Friday, October 19, 2012

In Defense of Luxury

Penfold's Block 42
I was poking around the internets the other day and found a story about a very expensive, special release bottle of vintage wine.

Of course, for that kind of money, you don't just get wine. There's a specially-commissioned bottle with precious metal detailing and that comes in a custom, handcrafted cabinet. Even empty, it's a pricey object. 
Normally, I'd see a story like this, think "Gee, the crazy stuff people will spend money on", and keep going; but my eye passed over the comments section. I avoid the comments section, as all the bile and vitriol of the world seems concentrated there. But this time I saw it, and in particular, I saw comments saying that people should not be spending money on luxuries, not when there are starving people in the world.
On the surface this seems like a compelling argument. No one needs a $168,000 bottle of wine, and the poor do need help. But if you've ever bought a pack of gum, then you've wasted money on a needless luxury that could have been used to help the poor. Any money spent on extras could be used to help the needy. The real offense here is the scale of the spending. Few people will guilt you over a chocolate bar, but buy a Lamborghini and the moral accountants appear to judge your actions. However:
  • Just because someone spends a lot of money on wine (or cars, or clothes, or whatever), doesn't mean that they don't spend money on charity.
  • Not buying hyper-expensive wine doesn't mean that the money will be spent on starving children. Maybe they'll buy diamonds, a wrought-iron dog run, or just leave it in the bank.  At least if they buy the wine, the money goes into circulation and keeps the luxury goods makers off the dole.
While I don't want to spend the price of a house on a single bottle of wine, I'm glad there's a market for it. I am in favor of luxury items. Can you imagine a world without luxury items? A life where you only get what you absolutely need and nothing more. It would be so dull and sad.
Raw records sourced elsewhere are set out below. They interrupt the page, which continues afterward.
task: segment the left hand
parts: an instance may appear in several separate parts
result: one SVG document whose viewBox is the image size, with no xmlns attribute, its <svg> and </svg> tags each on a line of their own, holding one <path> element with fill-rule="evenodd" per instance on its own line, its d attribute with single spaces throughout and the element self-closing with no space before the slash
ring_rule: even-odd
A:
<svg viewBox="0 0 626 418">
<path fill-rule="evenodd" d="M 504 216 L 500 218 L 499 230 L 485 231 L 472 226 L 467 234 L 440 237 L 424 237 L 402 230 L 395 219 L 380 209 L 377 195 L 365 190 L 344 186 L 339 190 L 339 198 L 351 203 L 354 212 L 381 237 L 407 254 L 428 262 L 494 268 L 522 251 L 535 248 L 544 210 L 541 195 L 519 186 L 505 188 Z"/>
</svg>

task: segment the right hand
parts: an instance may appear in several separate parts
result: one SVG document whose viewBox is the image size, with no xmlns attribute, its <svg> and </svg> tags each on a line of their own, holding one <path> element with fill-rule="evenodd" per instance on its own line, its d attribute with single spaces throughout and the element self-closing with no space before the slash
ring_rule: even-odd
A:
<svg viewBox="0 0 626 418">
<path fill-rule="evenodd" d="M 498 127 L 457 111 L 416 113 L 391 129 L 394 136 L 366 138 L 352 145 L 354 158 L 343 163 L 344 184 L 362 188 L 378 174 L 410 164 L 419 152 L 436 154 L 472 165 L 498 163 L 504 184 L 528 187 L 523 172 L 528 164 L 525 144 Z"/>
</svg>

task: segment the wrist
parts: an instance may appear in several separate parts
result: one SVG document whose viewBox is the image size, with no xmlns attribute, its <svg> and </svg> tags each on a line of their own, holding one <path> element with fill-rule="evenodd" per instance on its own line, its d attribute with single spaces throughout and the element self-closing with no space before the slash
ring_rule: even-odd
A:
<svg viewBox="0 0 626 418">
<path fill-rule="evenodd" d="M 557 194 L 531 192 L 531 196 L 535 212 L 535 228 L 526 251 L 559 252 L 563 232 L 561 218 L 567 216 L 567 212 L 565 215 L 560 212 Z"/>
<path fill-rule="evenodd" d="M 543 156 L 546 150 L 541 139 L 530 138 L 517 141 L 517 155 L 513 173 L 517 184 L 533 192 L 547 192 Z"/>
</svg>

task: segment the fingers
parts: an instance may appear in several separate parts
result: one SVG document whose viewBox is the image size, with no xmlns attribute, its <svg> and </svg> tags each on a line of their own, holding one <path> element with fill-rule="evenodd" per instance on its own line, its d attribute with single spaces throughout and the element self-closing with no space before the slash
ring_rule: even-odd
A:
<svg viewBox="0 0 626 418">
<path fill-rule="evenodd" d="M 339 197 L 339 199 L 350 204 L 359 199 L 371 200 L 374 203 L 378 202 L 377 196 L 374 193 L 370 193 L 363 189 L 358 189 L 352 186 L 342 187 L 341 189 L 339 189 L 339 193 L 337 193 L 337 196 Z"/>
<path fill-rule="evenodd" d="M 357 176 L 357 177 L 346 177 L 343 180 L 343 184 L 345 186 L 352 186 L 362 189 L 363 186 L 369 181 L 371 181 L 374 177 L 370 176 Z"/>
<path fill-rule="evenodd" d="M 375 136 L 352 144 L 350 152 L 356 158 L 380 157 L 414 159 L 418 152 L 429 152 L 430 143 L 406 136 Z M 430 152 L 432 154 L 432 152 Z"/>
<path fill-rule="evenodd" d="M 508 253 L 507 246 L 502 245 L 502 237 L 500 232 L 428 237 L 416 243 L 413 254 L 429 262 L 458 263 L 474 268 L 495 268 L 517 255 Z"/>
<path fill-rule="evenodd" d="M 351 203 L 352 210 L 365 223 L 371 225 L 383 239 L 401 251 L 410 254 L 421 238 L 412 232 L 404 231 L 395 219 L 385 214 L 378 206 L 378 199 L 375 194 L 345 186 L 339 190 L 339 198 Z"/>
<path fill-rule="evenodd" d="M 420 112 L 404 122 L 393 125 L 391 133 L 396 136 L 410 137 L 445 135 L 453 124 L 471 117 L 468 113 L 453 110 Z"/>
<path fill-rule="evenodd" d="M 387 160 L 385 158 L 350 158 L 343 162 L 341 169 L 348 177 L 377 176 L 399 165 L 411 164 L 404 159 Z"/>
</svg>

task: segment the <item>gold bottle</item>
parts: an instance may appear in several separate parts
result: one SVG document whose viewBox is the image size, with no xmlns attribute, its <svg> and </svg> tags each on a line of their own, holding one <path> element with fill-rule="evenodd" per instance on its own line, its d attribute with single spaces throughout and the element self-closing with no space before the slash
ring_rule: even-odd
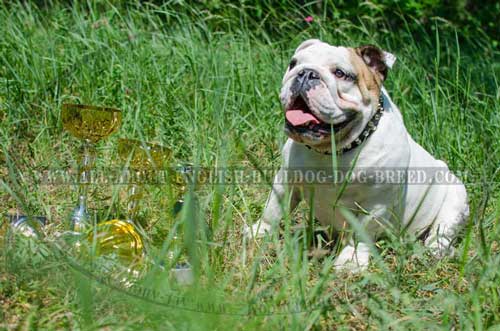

Think of all the things that would be gone:
needless luxuries, all of them

toys, cake, nail polish, colored fabrics, cut glass, jewelry, perfume, art, cut flowers, lawns, theater, ornamental gardens, sports cars, fountains, candy, carpets, music, pillows, movies, upholstered furniture, alcohol, the list goes on and on.
And while I will never be among the super wealthy, I appreciate what money and vision can do. It is money and vision that produced the Eiffel Tower, glass windows, mirrors (the making of which led to the invention of telescopes and microscopes) bathrooms with hot and cold running water, the flush toilet (I am really grateful for that one), Oxford, ornamental gardens, palaces like the Hermitage and Versailles which make up the cultural heritage of the world - luxury items, each and every one, and aren't they grand?

Friday Feel Good Video
Something completely frivolous. Have a luxurious weekend.

1 comment:

  1. Okay, loved the Friday video!

    I completely agree with your points about luxury items. In addition to your point that, quite often, the people who buy incredibly high-end luxury items are often giving large sums to charity and funding innovations that later benefit us all, if it makes them happy, and they can afford it, why not? Seems to me the people who take the most offense are the ones jealous that they don't have the expendable income to buy the item in question.

    I'm not one to expend large sums of money on "things," but what I choose to spend my money on--as long as it hurts no one else--is my prerogative.